Diffusion and adsorption of methane confined in nano-porous carbon aerogel: A combined quasi-elastic and small-angle neutron scattering study

The diffusion of methane confined in nano-porous carbon aerogel with the average pore size 48 Å and porosity ∼60% was investigated as a function of pressure at T = 298 K using quasi-elastic neutron scattering (QENS). The diffusivity of methane shows a clear effect of confinement: it is about two orders of magnitude lower than in bulk at the same thermodynamic conditions and is close to the diffusivity of liquid methane at 100 K (i.e. ∼90 K below the liquid–gas critical temperature TC ≈ 191 K). The diffusion coefficient (D) of methane initially increases with pressure by a factor of ∼2.5 from 3.47 ± 0.41 × 10−10 m2 s−1 at 0.482 MPa to D = 8.55 ± 0.33 × 10−10 m2 s−1 at 2.75 MPa and starts to decrease at higher pressures. An explanation of the observed non-monotonic behavior of the diffusivity in the confined fluid is based on the results of small-angle neutron scattering experiments of the phase behavior of methane in a similar carbon aerogel sample. The initial increase of the diffusion coefficient with pressure is explained as due to progressive filling of bigger pores in which molecular mobility in the internal pore volume is less affected by the sluggish liquid-like molecular mobility in the adsorbed phase.
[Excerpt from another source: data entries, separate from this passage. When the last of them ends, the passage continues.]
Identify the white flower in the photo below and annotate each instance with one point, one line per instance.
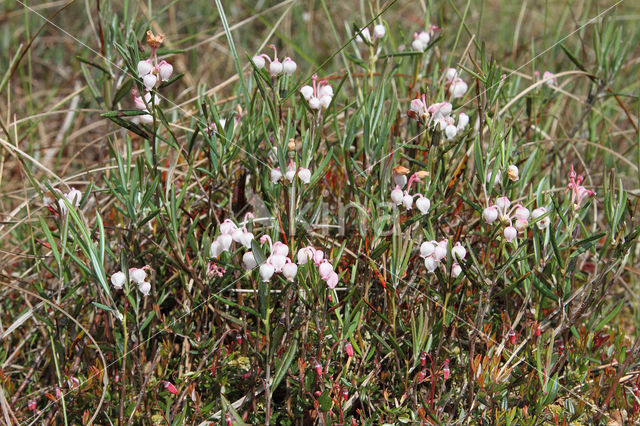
(305, 254)
(314, 103)
(306, 91)
(379, 31)
(275, 175)
(165, 69)
(458, 251)
(216, 249)
(490, 214)
(458, 88)
(542, 223)
(305, 175)
(225, 241)
(289, 66)
(249, 260)
(145, 288)
(144, 67)
(137, 275)
(423, 204)
(441, 251)
(118, 279)
(277, 261)
(258, 61)
(289, 270)
(149, 81)
(397, 196)
(266, 271)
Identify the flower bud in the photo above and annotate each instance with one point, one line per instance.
(165, 69)
(379, 31)
(118, 279)
(490, 214)
(144, 67)
(149, 81)
(423, 204)
(305, 175)
(289, 66)
(397, 196)
(249, 260)
(144, 287)
(137, 275)
(306, 92)
(426, 249)
(510, 233)
(258, 61)
(266, 271)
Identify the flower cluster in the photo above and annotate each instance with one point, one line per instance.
(230, 233)
(398, 196)
(276, 68)
(438, 115)
(434, 252)
(303, 173)
(365, 35)
(137, 275)
(421, 40)
(578, 192)
(456, 86)
(325, 268)
(516, 217)
(152, 74)
(277, 262)
(319, 95)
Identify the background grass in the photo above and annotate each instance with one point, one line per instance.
(157, 198)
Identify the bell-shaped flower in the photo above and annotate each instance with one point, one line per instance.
(458, 251)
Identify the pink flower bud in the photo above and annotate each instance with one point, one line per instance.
(348, 349)
(169, 386)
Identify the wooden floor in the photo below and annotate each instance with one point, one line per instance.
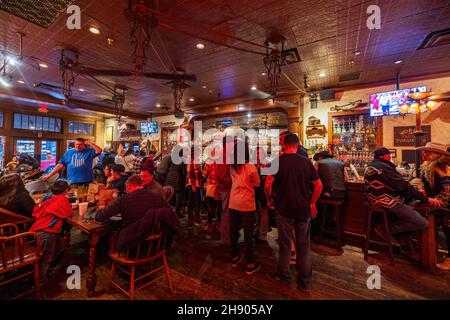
(200, 269)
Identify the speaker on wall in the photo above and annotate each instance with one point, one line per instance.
(327, 94)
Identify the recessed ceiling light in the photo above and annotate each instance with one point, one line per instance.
(94, 30)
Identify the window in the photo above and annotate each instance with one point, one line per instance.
(81, 128)
(38, 123)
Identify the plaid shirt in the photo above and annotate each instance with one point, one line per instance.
(194, 175)
(210, 173)
(137, 165)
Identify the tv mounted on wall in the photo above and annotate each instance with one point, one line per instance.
(149, 127)
(388, 103)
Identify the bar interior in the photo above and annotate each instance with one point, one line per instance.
(211, 150)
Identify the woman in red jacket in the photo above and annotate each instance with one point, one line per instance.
(49, 216)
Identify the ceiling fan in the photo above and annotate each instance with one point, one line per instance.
(70, 68)
(265, 96)
(358, 104)
(431, 96)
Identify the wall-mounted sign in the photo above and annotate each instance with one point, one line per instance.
(224, 122)
(315, 132)
(404, 136)
(131, 135)
(168, 124)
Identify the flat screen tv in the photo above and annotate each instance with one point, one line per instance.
(149, 127)
(387, 103)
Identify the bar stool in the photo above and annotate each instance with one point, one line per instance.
(371, 211)
(337, 211)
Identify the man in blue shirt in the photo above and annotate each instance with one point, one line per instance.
(78, 162)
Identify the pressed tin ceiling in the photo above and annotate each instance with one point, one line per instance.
(325, 33)
(42, 13)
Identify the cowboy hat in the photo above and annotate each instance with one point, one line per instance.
(435, 147)
(322, 154)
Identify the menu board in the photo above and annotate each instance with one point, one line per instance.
(404, 136)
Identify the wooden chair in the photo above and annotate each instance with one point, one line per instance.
(149, 253)
(17, 252)
(371, 212)
(169, 191)
(338, 214)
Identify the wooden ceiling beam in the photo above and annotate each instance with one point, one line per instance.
(24, 96)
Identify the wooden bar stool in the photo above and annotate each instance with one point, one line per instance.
(338, 213)
(371, 211)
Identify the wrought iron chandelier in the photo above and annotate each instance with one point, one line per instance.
(273, 61)
(66, 72)
(178, 88)
(142, 24)
(118, 99)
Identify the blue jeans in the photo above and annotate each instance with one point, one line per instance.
(246, 220)
(301, 228)
(408, 219)
(52, 245)
(194, 199)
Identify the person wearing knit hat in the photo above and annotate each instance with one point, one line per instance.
(386, 188)
(435, 175)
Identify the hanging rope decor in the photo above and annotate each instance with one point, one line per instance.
(119, 100)
(178, 88)
(273, 61)
(142, 24)
(66, 72)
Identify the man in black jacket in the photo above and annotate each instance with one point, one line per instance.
(134, 204)
(386, 188)
(332, 174)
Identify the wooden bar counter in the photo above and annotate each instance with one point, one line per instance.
(355, 212)
(355, 220)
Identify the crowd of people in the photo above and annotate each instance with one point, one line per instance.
(236, 196)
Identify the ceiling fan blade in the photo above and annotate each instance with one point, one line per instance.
(439, 96)
(286, 103)
(419, 95)
(51, 93)
(171, 76)
(259, 94)
(101, 72)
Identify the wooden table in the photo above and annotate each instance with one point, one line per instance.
(94, 232)
(428, 248)
(7, 216)
(355, 219)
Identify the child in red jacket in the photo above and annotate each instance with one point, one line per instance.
(49, 216)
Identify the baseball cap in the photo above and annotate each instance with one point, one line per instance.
(381, 152)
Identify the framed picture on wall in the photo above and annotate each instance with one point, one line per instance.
(393, 153)
(314, 132)
(109, 134)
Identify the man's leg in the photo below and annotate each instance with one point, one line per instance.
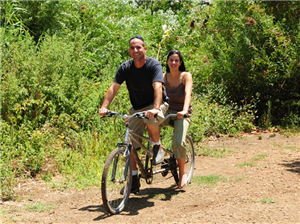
(158, 153)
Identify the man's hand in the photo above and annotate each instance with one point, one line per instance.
(180, 114)
(151, 113)
(103, 111)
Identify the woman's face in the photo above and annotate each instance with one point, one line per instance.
(174, 62)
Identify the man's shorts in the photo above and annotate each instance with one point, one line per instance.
(137, 125)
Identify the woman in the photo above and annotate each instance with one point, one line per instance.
(178, 85)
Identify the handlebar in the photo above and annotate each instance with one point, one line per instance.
(139, 115)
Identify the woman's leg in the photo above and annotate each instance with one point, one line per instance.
(180, 131)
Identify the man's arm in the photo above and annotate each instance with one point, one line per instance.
(112, 91)
(157, 86)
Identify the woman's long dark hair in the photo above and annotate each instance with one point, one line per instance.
(182, 66)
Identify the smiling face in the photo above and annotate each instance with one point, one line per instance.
(137, 50)
(174, 62)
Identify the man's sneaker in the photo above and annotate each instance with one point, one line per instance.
(135, 185)
(158, 155)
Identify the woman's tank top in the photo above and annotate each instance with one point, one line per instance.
(176, 96)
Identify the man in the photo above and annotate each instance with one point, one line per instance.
(144, 78)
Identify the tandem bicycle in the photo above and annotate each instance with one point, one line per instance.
(117, 177)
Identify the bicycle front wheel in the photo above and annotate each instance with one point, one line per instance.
(189, 158)
(116, 181)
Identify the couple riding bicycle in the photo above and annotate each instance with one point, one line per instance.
(144, 79)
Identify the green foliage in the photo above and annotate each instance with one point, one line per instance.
(255, 59)
(58, 59)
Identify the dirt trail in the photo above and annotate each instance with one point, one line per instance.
(261, 185)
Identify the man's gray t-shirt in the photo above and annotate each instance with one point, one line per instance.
(139, 81)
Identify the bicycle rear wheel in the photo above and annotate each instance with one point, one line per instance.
(190, 158)
(116, 181)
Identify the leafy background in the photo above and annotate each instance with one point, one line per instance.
(58, 57)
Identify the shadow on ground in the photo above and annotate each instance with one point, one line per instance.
(137, 202)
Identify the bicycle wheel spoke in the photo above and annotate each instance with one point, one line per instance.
(116, 182)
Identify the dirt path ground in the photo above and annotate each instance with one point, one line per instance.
(258, 183)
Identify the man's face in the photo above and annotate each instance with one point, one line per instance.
(137, 50)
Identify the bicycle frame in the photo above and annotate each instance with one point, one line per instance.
(129, 138)
(116, 177)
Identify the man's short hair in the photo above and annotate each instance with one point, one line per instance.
(138, 37)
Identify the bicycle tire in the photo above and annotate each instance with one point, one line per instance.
(114, 187)
(190, 158)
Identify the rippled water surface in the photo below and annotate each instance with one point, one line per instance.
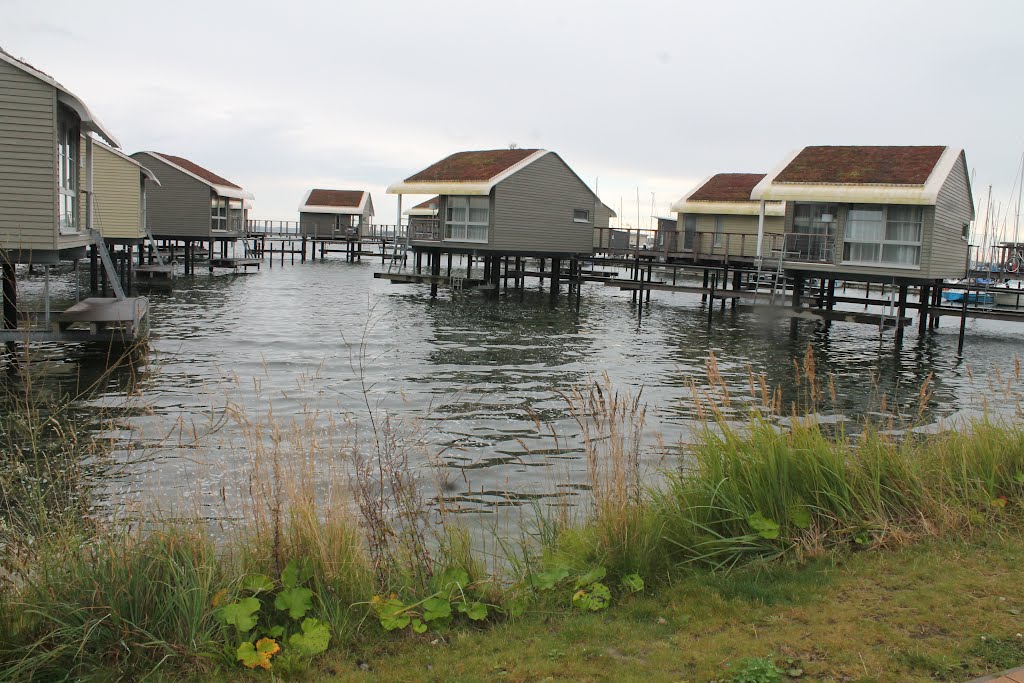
(480, 379)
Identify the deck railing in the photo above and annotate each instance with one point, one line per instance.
(809, 247)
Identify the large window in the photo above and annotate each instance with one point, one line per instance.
(878, 235)
(689, 230)
(68, 140)
(467, 218)
(218, 213)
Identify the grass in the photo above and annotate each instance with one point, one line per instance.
(880, 555)
(914, 613)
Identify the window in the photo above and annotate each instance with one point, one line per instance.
(467, 218)
(689, 229)
(68, 172)
(883, 235)
(218, 214)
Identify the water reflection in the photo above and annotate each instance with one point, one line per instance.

Subsequent decrease of D, is associated with the effect of intermolecular collisions, which result in a lower total molecular mobility with pressure, as in the bulk state. The results are compared with the available QENS data on the methane diffusivity in zeolites, metal organic frameworks, and porous silica as well as with the molecular dynamics simulations of methane in nano-porous carbons and silica zeolites.